There’s this weird thing about music appreciation, where, in our cultural reaction to emotional and subjective pieces of art, we sort music into lists. The 100 best guitar players of all time, best albums of 1975, top 5 track 1 side ones, greatest accordion album of the century, that sort of thing. Here’s an activity for you: think of a situation, any situation. Break-up, quitting your job, graduation, shopping, sports victory, whatever. Now type “best (situation x) songs” into Google and see what it spits out.
The best thing about these lists is that, by design, every single person who reads one will disagree with it. Obviously, individual writers have
stupid opinions unique perspectives, but more importantly, the list is inherently a critically vacuous tool that attempts to describe value not through actual merits but placement relative to other music.

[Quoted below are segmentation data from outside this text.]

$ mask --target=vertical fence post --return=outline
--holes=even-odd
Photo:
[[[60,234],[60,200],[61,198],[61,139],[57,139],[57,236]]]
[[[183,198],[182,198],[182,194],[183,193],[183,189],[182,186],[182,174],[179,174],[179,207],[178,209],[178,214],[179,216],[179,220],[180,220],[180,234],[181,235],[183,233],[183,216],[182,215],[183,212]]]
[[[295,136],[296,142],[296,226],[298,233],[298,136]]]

Year-end lists are probably my favourite in this regard. At every step, the list-maker undermines the very premise. The list claims to consider all the music released in a year, but is published in early December, so as to get more hits from Christmas shoppers. Oops, you’re a human experiencing time linearly, you’re not physically capable of listening to all the music produced in a year. Stick to major label releases and other albums that hit a moderate level of success, because a personal connection to music isn’t important unless other people share it. Under no circumstances should the list include an a bestselling album, though. Anyone who listens to more than a few albums will be comparing apples to steak anyway, so the numbering comes out arbitrary.